Factory farming must be brought to an end

Jason Burns, Website Coordinator

Most Americans have little to no connection to who grows or raises their food and how that is done. Further severing the connection between the food and the home is the fact that most foods have already been prepared for cooking. Whether it be pre-cooked, gutted, or deboned, there is very little effort that needs to be put in to prepare a meal. This disconnection between the average American and their food has become a major problem, as factory farming encourages cutting corners, harming the environment, and torturing animals for profit. Factory farming as it stands must be ended so that Americans may once again become familiar with where their food comes from, and so that the environment may be preserved.

The factory farming of chickens presents some of the worst examples of the industry and demonstrates the cruelty and carelessness that is abound in the industry, as well as the secrecy surrounding it. Within the last decade, chicken has become the most consumed meat in the U.S. with 65.2 pounds of chicken being available per capita in 2018. This totals to around nine billion chickens slaughtered every year according to statistics published by the USDA. Many of these chickens come from factory farms contracted by larger-than-life meat corporations such as Tyson, Pilgrim’s Pride, or Perdue.

Chickens are kept in barns with no natural light and no fresh air. Having been bred to grow large amounts of breast meat very quickly, they suffer deformations that prevent them from walking. With thousands of chickens piled into single buildings, ammonia burns from mass defecation are common. These are the birds that many Americans are buying at supermarkets. One might think twice about buying these chickens from their local supermarket if they saw the deformed, burned, feces-covered bodies; however, this is all kept from public view on farms across the United States. According to an investigative report by the New York Times, chickens face a mortality rate of 5%, which amounts to millions of chickens dying before they ever reach the slaughterhouse; their corpses lie amongst the other chickens, rotting until the farmers come and take them to be incinerated.

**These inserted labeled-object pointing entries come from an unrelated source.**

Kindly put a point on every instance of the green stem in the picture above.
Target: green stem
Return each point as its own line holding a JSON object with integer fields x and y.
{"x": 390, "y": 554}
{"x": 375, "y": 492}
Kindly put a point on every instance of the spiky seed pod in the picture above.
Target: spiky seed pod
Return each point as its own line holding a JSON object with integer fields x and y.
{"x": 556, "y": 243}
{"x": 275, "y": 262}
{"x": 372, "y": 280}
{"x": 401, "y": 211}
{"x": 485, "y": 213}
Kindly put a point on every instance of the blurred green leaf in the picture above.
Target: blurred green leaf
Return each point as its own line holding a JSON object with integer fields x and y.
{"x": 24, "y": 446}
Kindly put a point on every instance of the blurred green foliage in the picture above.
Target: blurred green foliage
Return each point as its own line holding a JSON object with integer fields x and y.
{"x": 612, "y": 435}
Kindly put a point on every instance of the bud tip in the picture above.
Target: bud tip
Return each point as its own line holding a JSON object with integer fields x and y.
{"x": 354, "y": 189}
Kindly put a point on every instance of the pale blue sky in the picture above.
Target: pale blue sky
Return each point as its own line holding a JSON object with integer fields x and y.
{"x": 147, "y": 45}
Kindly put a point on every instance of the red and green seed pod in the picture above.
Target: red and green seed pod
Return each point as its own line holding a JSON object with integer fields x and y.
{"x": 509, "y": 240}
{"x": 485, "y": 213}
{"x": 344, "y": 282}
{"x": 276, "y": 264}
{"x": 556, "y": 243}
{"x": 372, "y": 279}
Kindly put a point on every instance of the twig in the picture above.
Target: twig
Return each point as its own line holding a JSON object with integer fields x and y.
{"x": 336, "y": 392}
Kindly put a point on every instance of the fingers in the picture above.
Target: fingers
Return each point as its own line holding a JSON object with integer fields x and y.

The corporate side of chicken farming ends up harming both the farmer and environment. More than half of the U.S. ‘s chicken is produced by three megacompanies: Tyson Foods, Pilgrim’s Pride, and Sanderson Farms. These companies regulate what goes on in farms they contract to raise their chickens; grain, light levels, how many chickens, and types of equipment are all determined by the company. Farmers who are locked into contracts have taken out gigantic loans to pay for the equipment needed to meet the demanding specifications of these companies and are unable to escape because they need what little income they receive to pay them off.

The process by which the industry transitioned from local farms to factory farms is called “vertical integration.” The National Chicken Council (NCC) portrays vertical integration as a benefit to both consumer and farm, stretching the truth very thin. According to the NCC, 90 percent of chickens raised for consumption in the U.S. are grown under contract, but these contracts are not as favorable as the NCC makes them out to be. In addition, the NCC claims that the consumers are benefited by “less man hours to produce more chicken…[and] being able to go to the market at any time of the year and buy tender, flavorful chicken products.”

The NCC goes on to espouse other benefits of vertical integration such as food safety and broiler breeding; consequently, the deformations that many broiler chickens face is ignored. The NCC’s skewed view of the industry is no surprise given that executives from some of the largest chicken companies have served in its leadership and continue to donate thousands of dollars a year according to Open Secrets, a non-profit organization dedicated to tracking money in U.S. politics.

What can be done to topple not only the factory farming of chicken but other factory farming industries? The first possible solution could be Community Supported Agricultural (CSA) projects, which is defined by the USDA as a “community of individuals who pledge support to a farm operation…with the growers and consumers providing mutual support and sharing the risks and benefits of food production.” Scaling factory farming operations down to community-oriented farms could reduce animal cruelty, increase the quality of meats and vegetables sold, and even aid the environment through a reduction in greenhouse gases and manure runoff. As of 2015, the USDA found that 7,398 farms in the U.S. sold products directly to consumers through a CSA arrangement.

Encouraging the creation of CSA programs across the nation can help to end factory farming industries and provide a better product to consumers. A modern CSA could invest in technology allowing farmers to grow crops outside of their normal growing seasons and sell their products through electronic purchasing methods. Farmers could directly profit from their work, instead of relying on contracts that dig a financial hole for them from equipment costs alone.

Americans are blissfully unaware of the horrors animals face as well as the complacency of the industry that continues these practices. The industry continues to feed bogus labels such as all-natural, cage-free, and free range to consumers to intentionally mislead them about the realities of their food. Through CSAs, the U.S. could create a sustainable future for itself, but it will take a great amount of effort to topple an industry that is complacent in the torture of millions of animals. A wider education is needed for Americans so that they know where their food is coming from. The scarred bodies of deformed chickens need to become synonymous with the products we see in our supermarkets. Connecting Americans with their food sources can promote environmental consciousness and even satisfy the stomach with higher-quality food.